During his rookie season in 1926, Booth scored both touchdowns and kicked both extra points in a 14-6 win over Brown. In his next game, Booth once again accounted for all Eli offense in a 21-13 win over Army.
His performance prompted Cadets’ coach Ralph Sasse to tell his team during a pep talk before the rematch in the 1927 season, “I’m not telling you to go out and maim Booth! But you put him on a pedestal last year! Now go out there and knock him off it!”
In the second to last game of his collegiate career in 1931, Booth won the contest for Yale with a fourth quarter field goal to beat Harvard 3-0.
Like Booth, Kelley was a clutch performer. He played “end” for the Bulldogs, a position equivalent to today’s tight end.
“If you compared his stats to players of today, he would not be anywhere near the best tight ends of today,” Fleschner said. “But he was somewhat of a revolutionary player, because in that era, teams did very little passing; the running game dominated, and there was comparatively less offensive sophistication than there is today.”
Kelley is the only man in Harvard-Yale-Princeton history to score a touchdown in each of his six Big Three games, but he needed just one performance to cement his place in Eli lore forever.
In 1934, his rookie year, Kelley caught a long touchdown pass in a 7-0 win over Princeton. Kelley’s play helped break a 15-game winning streak for the Tigers and made him a legend.
“Based on that play, Kelley was written about in heroic terms and given about 30 different nicknames,” Flechsner said. “[Kelley] was also attributed a series of quips that helped the writers turn him into a legendary figure.”

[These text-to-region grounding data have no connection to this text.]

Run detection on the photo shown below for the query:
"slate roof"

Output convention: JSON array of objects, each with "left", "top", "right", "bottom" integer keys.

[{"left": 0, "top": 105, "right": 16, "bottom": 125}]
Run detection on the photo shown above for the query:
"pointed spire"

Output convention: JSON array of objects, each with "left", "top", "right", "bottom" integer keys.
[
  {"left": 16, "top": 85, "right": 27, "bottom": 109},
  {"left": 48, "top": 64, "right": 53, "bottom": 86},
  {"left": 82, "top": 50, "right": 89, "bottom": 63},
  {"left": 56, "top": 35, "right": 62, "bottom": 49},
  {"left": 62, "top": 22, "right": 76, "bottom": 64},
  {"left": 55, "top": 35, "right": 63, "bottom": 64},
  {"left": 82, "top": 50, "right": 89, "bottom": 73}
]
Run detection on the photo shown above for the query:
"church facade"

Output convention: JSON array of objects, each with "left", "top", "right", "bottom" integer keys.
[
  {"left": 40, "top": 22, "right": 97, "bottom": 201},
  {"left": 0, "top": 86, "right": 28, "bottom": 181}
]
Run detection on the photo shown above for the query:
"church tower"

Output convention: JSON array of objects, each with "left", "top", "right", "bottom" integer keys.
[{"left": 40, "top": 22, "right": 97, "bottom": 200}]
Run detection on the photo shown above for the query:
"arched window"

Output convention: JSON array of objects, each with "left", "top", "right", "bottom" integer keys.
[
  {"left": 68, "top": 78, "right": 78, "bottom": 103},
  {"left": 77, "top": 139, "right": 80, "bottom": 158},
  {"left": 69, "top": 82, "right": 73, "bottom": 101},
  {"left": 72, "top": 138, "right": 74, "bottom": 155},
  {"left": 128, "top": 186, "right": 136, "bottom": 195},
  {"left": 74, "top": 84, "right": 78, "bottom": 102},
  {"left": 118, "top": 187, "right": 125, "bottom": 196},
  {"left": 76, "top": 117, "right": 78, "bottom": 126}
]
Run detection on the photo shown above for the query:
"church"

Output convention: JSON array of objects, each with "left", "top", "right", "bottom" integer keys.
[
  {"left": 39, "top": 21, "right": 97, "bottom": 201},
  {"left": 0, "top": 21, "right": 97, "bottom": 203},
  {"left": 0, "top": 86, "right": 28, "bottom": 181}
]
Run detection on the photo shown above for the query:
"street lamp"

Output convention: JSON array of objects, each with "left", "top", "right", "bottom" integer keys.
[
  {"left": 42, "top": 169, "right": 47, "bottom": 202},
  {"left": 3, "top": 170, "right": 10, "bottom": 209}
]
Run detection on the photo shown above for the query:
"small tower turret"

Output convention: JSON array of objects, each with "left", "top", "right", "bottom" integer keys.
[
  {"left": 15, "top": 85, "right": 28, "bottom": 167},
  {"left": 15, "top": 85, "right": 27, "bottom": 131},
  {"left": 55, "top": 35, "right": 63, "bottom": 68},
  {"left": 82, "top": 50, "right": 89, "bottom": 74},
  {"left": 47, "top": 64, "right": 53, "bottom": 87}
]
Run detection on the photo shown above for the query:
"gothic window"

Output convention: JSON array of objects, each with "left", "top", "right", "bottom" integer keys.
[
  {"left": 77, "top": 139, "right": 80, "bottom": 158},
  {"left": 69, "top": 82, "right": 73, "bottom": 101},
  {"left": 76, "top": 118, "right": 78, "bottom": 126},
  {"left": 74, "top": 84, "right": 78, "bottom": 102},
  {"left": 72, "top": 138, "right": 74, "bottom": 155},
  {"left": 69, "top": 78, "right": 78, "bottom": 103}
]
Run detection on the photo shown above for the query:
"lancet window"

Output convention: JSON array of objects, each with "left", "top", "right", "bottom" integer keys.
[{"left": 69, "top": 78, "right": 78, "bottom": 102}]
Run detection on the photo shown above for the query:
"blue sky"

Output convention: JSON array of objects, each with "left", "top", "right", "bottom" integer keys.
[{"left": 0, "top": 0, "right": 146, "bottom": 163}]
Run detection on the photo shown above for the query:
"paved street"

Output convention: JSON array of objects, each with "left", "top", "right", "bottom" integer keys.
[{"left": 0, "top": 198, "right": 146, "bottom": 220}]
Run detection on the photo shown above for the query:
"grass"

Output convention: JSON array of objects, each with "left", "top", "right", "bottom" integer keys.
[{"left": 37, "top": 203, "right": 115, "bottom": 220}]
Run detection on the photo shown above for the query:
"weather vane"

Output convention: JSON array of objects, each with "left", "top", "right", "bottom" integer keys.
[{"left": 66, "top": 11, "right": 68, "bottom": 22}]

After scoring Yale’s second touchdown in a 14-0 victory over Harvard in 1934, Kelley immediately went over to an official with hand extended.
“I thought you might like to shake hands with me,” Kelley said, according to legend. “Everybody else does.”
Kelley was the first modern Yale player to be named first team All-American and won the Heisman Trophy in 1936.
Kelley’s contemporary, Clint Frank also earned both honors in 1937. Because Kelley and Frank were teammates and exceptional playmakers, the two were often compared.
“Most qualified judges consider [Frank] an even greater player [than Kelley], probably the best back in Yale history and one of the tops of all time anyplace,” Cohane writes in his book.
Frank played halfback for the Elis after overcoming a devastating injury. As a high school senior, Frank was tackled hard from behind, severing a tendon in his right shoulder. During his three seasons with the Bulldogs, Frank played with a special shoulder pad contrived by Frank Wandle, the Yale sports trainer.
Frank was elected captain in 1937. After he led the Bulldogs to a 27-7 rout over Pennsylvania that year, Leo Riordan of the Philadelphia Inquirer wrote, “It would have been a good game, if Frank had gone fishing.”
In the last game of Frank’s collegiate career, the Bulldogs lost to Harvard 13-6, but Frank won over the crowd and officials with his grit.
“In the middle of the game on Saturday, [Frank’s] knee was badly swollen and he was barely able to move,” said Tom Thorp, who umpired the game. “He stuck it out when two iron men would have called it a day.”
But it was the 1930s, and a different era of Yale football.